Automating Vulnerability Reporting with Python and Pandas

Every week, security teams produce reports. Which systems have open vulnerabilities? Which are past SLA? Which business units are the worst offenders? These reports matter — they drive remediation prioritisation and land in front of senior leadership.

They’re also, in most organisations, still produced manually.

Someone exports a CSV from a scanning tool, opens it in Excel, applies some filters, pastes numbers into a slide deck, and sends it around. The process takes hours. It introduces errors. And when the stakeholder asks “can you filter this by region?” the whole thing starts again.

When I joined Citi’s Vulnerability Threat Management team, I built a Python pipeline to replace that process. Here’s the approach.

The core problem: multiple sources, inconsistent formats

Vulnerability data at an enterprise scale comes from multiple scanning tools. Each tool exports data in its own format — different column names, different severity classifications, different date formats. Before you can report on anything, you have to normalise.

Pandas is the right tool for this. The workflow:

import pandas as pd

# Load from multiple sources
tool_a = pd.read_csv("scanner_a_export.csv")
tool_b = pd.read_excel("scanner_b_export.xlsx")

# Normalise column names
tool_a = tool_a.rename(columns={
    "vuln_name": "vulnerability",
    "sev": "severity",
    "disc_date": "discovered_date"
})

# Normalise severity levels (different tools use different scales)
severity_map = {"CRIT": "Critical", "HIGH": "High", "MED": "Medium", "LOW": "Low"}
tool_a["severity"] = tool_a["severity"].map(severity_map)

# Combine
df = pd.concat([tool_a, tool_b], ignore_index=True)

Tedious, but once it’s written it’s consistent. No manual normalisation, no human errors in the mapping.

Calculating SLA compliance

Most vulnerability management programmes define remediation SLAs by severity: Critical within 15 days, High within 30, Medium within 90. Tracking compliance is a core reporting requirement.

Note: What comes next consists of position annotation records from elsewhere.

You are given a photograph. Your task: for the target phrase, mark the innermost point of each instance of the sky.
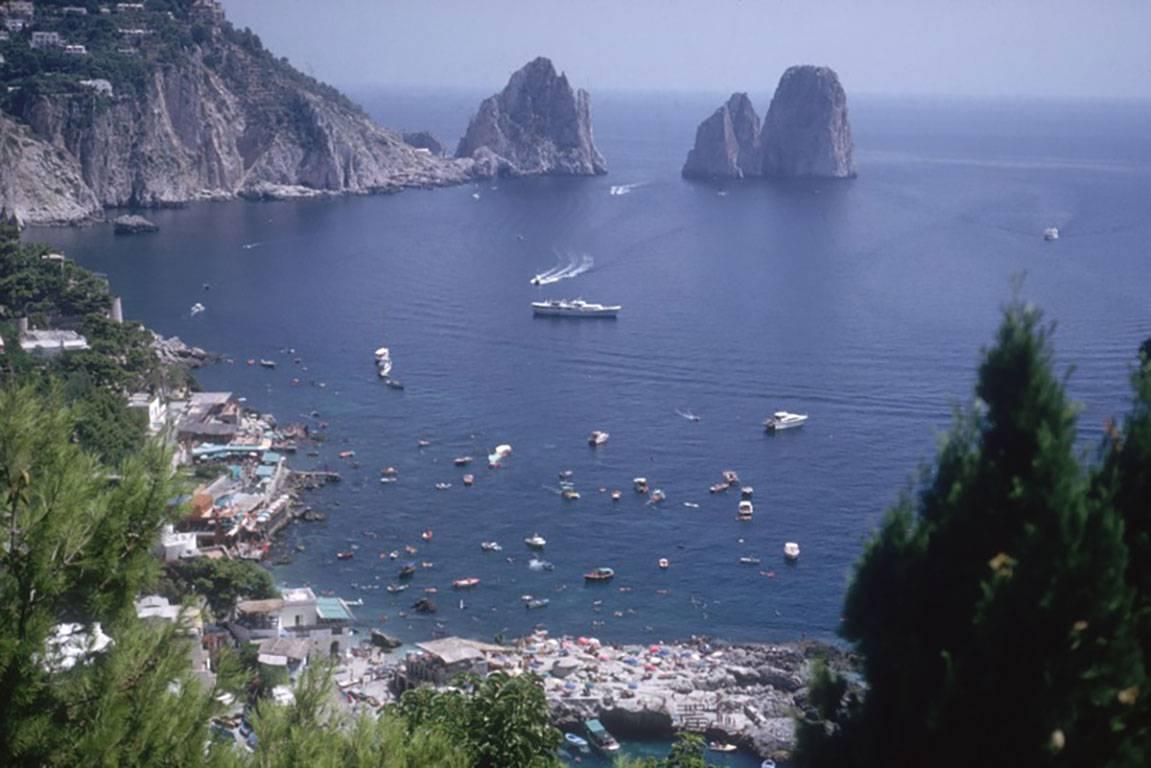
(1036, 48)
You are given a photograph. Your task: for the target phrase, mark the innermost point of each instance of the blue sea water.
(863, 303)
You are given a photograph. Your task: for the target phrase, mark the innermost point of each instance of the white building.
(153, 405)
(52, 342)
(177, 546)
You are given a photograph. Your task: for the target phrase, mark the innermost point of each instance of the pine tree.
(992, 609)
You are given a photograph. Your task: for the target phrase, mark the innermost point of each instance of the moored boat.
(600, 575)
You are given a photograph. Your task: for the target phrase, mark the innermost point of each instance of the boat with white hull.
(576, 308)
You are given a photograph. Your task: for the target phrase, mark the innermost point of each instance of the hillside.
(165, 101)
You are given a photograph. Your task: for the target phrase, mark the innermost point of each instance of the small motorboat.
(577, 743)
(600, 738)
(784, 420)
(600, 575)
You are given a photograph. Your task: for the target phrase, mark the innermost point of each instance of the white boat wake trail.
(573, 268)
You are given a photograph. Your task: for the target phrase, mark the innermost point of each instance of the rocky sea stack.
(806, 132)
(728, 143)
(538, 124)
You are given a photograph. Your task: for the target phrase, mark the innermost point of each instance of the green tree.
(992, 610)
(498, 721)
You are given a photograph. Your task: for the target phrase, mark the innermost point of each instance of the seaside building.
(298, 614)
(51, 342)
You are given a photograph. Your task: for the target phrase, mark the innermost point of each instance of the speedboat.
(600, 575)
(576, 308)
(600, 738)
(577, 743)
(784, 420)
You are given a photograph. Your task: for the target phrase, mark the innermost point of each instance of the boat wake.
(624, 189)
(573, 268)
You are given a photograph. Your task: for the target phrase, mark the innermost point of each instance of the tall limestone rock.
(806, 131)
(538, 124)
(728, 143)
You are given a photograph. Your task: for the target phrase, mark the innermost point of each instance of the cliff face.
(806, 131)
(728, 143)
(220, 120)
(535, 126)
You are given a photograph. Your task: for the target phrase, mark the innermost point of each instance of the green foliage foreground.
(1000, 613)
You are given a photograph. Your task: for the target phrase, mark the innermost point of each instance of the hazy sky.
(970, 47)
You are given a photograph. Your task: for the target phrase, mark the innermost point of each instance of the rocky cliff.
(538, 124)
(211, 115)
(728, 143)
(806, 131)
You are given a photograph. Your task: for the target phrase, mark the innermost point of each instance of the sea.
(862, 303)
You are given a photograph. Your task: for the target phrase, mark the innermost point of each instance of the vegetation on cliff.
(1000, 613)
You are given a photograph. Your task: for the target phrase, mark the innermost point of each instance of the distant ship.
(576, 308)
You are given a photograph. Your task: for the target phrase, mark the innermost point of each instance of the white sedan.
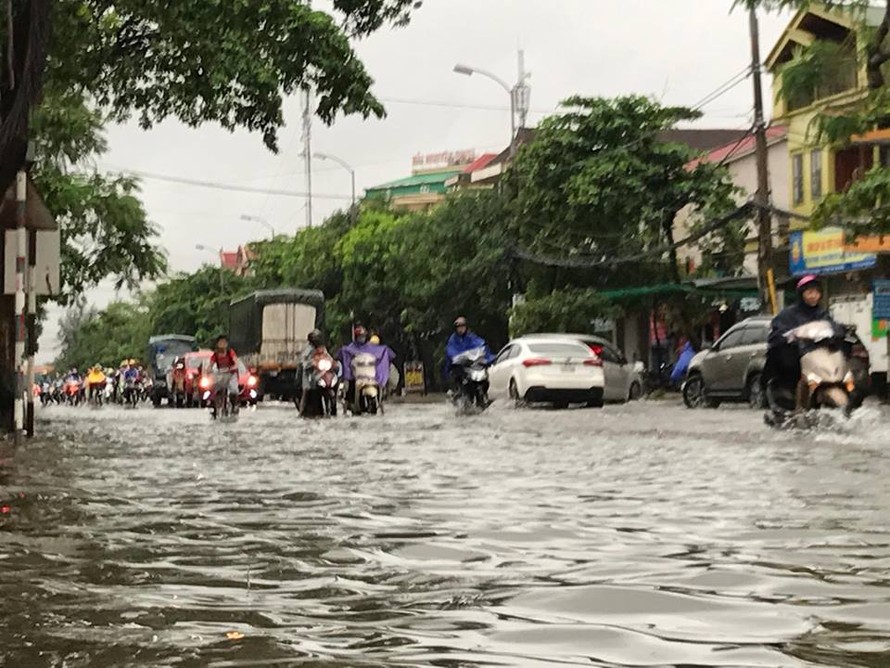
(624, 380)
(560, 371)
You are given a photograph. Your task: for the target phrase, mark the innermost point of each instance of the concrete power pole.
(307, 151)
(765, 276)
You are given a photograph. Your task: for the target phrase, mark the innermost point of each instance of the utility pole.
(765, 278)
(307, 151)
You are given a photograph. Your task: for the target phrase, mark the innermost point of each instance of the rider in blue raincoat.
(461, 341)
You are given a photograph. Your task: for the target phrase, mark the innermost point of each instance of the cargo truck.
(268, 330)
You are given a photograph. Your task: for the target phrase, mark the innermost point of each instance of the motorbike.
(321, 396)
(73, 392)
(470, 371)
(177, 385)
(826, 378)
(219, 401)
(131, 393)
(367, 391)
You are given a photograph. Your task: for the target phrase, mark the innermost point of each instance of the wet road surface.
(639, 535)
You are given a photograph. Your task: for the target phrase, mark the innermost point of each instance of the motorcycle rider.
(782, 368)
(225, 362)
(459, 342)
(308, 379)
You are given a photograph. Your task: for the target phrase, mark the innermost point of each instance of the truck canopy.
(274, 324)
(164, 348)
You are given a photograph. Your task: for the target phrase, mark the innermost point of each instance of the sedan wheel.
(514, 395)
(693, 392)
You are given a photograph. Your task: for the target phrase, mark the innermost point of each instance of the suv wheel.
(754, 392)
(694, 391)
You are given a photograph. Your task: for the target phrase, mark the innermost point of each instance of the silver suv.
(730, 370)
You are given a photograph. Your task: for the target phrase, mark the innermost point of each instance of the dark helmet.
(807, 282)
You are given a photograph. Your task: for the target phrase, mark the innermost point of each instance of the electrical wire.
(231, 187)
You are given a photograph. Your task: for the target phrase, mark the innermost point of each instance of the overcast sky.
(678, 51)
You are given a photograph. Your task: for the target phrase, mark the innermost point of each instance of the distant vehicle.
(552, 369)
(623, 380)
(730, 370)
(162, 351)
(268, 330)
(194, 363)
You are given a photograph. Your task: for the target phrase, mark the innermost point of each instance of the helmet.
(808, 281)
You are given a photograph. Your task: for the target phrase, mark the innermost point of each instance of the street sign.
(881, 303)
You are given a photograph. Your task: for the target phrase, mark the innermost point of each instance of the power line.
(582, 263)
(228, 186)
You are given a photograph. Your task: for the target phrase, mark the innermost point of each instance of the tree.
(104, 227)
(117, 332)
(599, 182)
(216, 61)
(865, 206)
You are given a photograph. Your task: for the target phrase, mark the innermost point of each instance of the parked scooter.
(826, 379)
(367, 391)
(470, 371)
(321, 397)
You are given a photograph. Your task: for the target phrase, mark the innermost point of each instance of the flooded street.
(640, 535)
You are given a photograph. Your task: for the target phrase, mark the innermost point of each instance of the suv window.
(505, 354)
(732, 339)
(755, 335)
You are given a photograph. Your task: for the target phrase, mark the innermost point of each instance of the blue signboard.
(881, 304)
(826, 252)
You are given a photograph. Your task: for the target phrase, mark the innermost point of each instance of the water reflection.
(639, 536)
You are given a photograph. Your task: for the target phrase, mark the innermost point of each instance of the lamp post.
(218, 254)
(519, 94)
(262, 221)
(345, 165)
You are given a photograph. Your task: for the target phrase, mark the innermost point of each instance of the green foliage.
(225, 61)
(570, 310)
(197, 304)
(599, 182)
(106, 337)
(105, 230)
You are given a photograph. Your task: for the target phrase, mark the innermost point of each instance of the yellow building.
(816, 169)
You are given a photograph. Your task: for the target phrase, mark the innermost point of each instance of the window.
(755, 335)
(733, 339)
(505, 354)
(797, 178)
(816, 174)
(566, 349)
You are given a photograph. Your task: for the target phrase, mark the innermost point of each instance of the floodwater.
(639, 535)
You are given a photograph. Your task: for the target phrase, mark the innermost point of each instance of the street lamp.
(261, 221)
(345, 165)
(518, 94)
(218, 254)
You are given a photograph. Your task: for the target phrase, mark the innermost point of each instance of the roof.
(284, 296)
(480, 163)
(418, 180)
(701, 139)
(229, 260)
(740, 148)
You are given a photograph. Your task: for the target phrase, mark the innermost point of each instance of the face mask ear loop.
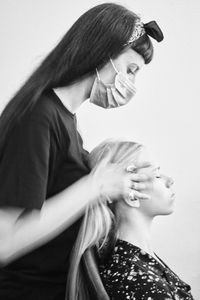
(114, 66)
(98, 76)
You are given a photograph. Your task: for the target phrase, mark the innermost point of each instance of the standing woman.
(44, 176)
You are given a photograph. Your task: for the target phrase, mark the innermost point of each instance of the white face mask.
(112, 95)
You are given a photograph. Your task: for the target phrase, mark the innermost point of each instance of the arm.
(21, 235)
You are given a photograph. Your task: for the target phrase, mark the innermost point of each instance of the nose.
(169, 182)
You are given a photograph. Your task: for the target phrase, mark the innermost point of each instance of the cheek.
(159, 202)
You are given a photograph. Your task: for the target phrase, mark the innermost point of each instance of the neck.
(75, 94)
(137, 231)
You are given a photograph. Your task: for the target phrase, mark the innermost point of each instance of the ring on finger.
(132, 195)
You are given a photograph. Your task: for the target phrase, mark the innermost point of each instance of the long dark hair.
(97, 35)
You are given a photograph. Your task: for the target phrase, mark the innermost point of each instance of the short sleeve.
(24, 164)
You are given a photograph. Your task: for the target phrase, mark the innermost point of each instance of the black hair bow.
(154, 31)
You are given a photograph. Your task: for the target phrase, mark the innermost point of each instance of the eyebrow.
(135, 65)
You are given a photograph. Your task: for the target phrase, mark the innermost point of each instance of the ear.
(132, 203)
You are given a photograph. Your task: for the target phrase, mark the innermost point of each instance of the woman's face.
(129, 62)
(159, 189)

from datetime import datetime

sla_days = {"Critical": 15, "High": 30, "Medium": 90, "Low": 180}

df["discovered_date"] = pd.to_datetime(df["discovered_date"])
df["sla_deadline"] = df.apply(
    lambda row: row["discovered_date"] + pd.Timedelta(days=sla_days.get(row["severity"], 180)),
    axis=1
)
df["days_overdue"] = (datetime.today() - df["sla_deadline"]).dt.days.clip(lower=0)
df["breached_sla"] = df["days_overdue"] > 0

Now every vulnerability record knows whether it’s within SLA and by how many days it’s overdue. Aggregating this by business unit, asset type, or geography is a single groupby.

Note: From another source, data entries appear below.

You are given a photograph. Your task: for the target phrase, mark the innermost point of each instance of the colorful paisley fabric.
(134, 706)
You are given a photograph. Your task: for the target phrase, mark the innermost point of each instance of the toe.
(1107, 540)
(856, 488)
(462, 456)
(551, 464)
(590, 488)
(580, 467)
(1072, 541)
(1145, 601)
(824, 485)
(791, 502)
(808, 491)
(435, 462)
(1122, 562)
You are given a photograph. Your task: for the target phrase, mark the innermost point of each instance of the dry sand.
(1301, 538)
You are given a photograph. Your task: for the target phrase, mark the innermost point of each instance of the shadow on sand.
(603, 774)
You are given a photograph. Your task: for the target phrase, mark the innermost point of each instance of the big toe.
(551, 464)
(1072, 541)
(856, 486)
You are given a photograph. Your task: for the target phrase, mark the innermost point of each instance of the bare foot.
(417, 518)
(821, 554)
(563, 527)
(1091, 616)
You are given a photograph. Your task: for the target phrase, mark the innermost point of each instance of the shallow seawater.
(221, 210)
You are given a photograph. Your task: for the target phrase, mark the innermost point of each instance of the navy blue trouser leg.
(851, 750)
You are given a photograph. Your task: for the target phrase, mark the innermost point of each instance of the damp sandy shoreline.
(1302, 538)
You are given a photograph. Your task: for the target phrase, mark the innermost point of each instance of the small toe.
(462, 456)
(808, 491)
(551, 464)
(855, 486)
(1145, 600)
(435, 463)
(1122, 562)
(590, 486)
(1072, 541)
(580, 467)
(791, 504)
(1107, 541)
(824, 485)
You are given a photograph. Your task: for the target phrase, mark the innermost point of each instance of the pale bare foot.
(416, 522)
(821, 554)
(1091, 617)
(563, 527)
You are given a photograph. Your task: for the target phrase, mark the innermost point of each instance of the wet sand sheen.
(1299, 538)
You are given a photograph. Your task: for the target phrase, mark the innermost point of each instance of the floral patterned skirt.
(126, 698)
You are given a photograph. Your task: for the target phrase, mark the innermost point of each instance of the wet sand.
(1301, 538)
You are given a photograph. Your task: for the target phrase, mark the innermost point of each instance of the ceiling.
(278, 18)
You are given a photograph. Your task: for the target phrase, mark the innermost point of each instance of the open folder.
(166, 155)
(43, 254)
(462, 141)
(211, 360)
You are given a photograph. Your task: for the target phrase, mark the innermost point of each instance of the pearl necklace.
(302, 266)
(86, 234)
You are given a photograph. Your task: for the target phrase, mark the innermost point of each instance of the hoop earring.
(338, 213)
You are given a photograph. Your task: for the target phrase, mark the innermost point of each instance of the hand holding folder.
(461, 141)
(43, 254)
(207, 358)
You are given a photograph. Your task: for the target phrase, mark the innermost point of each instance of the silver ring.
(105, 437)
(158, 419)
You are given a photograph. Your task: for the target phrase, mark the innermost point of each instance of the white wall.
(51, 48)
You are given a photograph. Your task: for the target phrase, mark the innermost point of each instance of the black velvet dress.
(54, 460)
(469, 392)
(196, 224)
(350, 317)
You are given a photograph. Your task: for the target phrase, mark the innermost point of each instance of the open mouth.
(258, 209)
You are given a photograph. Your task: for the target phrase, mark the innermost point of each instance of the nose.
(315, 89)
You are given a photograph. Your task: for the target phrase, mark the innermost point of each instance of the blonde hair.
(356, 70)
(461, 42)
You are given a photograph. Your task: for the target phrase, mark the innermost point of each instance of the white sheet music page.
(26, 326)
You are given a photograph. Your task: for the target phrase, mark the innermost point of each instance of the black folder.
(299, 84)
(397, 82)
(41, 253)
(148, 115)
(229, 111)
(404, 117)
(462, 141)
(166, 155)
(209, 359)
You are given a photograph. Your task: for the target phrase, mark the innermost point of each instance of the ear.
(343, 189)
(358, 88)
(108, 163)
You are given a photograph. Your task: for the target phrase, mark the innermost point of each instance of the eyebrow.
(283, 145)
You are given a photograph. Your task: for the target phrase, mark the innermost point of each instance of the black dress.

From pipeline to dashboard

The pipeline feeds a Streamlit dashboard. Rather than producing a static report, stakeholders get an interactive view: filter by severity, business unit, date range. Drill down from a summary count to the specific vulnerabilities driving it.

The dashboard refreshes from the latest data on load. There’s no “report production” step. When leadership asks a question, the answer is already there.

What this replaced

The old process: ~3 hours of manual work per weekly report cycle, error-prone copy-paste, no drill-down capability, stale by the time it was read.

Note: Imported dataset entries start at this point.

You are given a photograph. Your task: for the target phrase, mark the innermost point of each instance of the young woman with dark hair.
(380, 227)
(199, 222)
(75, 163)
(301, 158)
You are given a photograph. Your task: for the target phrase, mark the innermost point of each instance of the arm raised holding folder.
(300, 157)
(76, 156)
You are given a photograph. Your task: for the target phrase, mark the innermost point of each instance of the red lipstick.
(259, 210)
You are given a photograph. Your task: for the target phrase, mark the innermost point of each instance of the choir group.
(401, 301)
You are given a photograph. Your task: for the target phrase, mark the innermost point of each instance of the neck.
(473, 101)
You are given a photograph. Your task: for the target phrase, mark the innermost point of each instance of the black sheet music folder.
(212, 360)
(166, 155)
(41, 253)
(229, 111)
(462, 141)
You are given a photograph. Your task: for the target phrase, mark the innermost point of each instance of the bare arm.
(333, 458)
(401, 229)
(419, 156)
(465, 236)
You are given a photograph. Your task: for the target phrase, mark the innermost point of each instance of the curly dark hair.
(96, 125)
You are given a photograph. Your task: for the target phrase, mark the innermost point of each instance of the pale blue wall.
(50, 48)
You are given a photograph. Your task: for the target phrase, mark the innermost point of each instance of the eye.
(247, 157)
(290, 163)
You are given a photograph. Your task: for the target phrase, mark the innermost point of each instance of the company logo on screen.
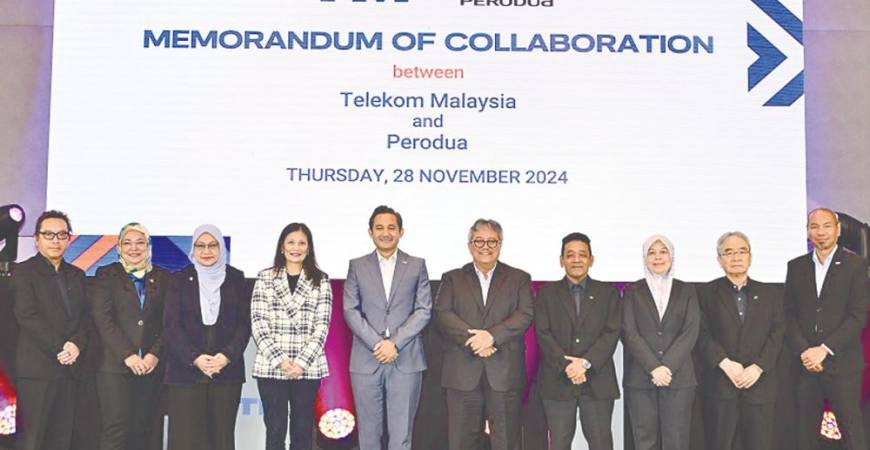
(507, 3)
(770, 56)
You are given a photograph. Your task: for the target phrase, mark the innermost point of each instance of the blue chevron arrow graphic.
(769, 57)
(783, 17)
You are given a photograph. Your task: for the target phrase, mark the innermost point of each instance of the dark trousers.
(595, 420)
(300, 395)
(661, 419)
(466, 411)
(844, 395)
(47, 409)
(736, 423)
(128, 407)
(202, 416)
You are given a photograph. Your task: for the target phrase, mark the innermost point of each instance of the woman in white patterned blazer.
(290, 311)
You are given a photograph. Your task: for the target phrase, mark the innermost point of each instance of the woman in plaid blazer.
(290, 311)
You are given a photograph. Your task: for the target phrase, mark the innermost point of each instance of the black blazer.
(594, 338)
(506, 315)
(758, 340)
(184, 333)
(123, 327)
(45, 324)
(836, 318)
(650, 342)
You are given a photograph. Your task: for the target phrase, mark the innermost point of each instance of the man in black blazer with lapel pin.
(742, 329)
(826, 309)
(578, 321)
(483, 310)
(50, 305)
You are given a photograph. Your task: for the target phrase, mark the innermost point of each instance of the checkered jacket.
(290, 324)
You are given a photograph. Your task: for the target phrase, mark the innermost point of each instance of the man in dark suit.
(742, 328)
(826, 309)
(51, 309)
(577, 321)
(483, 309)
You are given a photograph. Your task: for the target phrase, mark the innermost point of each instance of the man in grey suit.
(387, 302)
(483, 309)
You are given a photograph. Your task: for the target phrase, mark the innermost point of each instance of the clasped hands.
(741, 377)
(290, 369)
(481, 343)
(661, 376)
(142, 366)
(813, 357)
(575, 370)
(211, 365)
(69, 354)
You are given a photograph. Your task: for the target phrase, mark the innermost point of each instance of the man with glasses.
(826, 310)
(577, 321)
(483, 309)
(51, 309)
(742, 329)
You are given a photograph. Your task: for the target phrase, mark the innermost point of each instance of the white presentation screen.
(619, 119)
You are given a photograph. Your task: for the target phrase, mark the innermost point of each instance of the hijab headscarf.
(143, 267)
(210, 277)
(659, 285)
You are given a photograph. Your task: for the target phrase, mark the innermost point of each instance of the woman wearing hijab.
(207, 326)
(660, 326)
(290, 311)
(127, 300)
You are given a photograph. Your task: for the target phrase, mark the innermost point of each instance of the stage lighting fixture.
(11, 220)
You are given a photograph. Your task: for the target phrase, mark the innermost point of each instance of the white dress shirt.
(821, 273)
(388, 268)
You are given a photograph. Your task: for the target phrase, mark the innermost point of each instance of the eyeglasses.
(51, 235)
(481, 243)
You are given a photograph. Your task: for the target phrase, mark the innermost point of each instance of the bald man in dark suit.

The new process: run one script, open a browser tab.

The interesting thing is that the Python and Pandas skills involved aren’t advanced. This is read_csv, rename, merge, groupby, to_datetime. Standard toolkit. The value isn’t in the complexity of the code — it’s in having code at all, instead of a manual process that degrades every time someone is in a hurry.

If you’re on a security team still producing reports manually, this is low-hanging fruit. The tools are free, the skills are learnable, and the time savings compound every single week.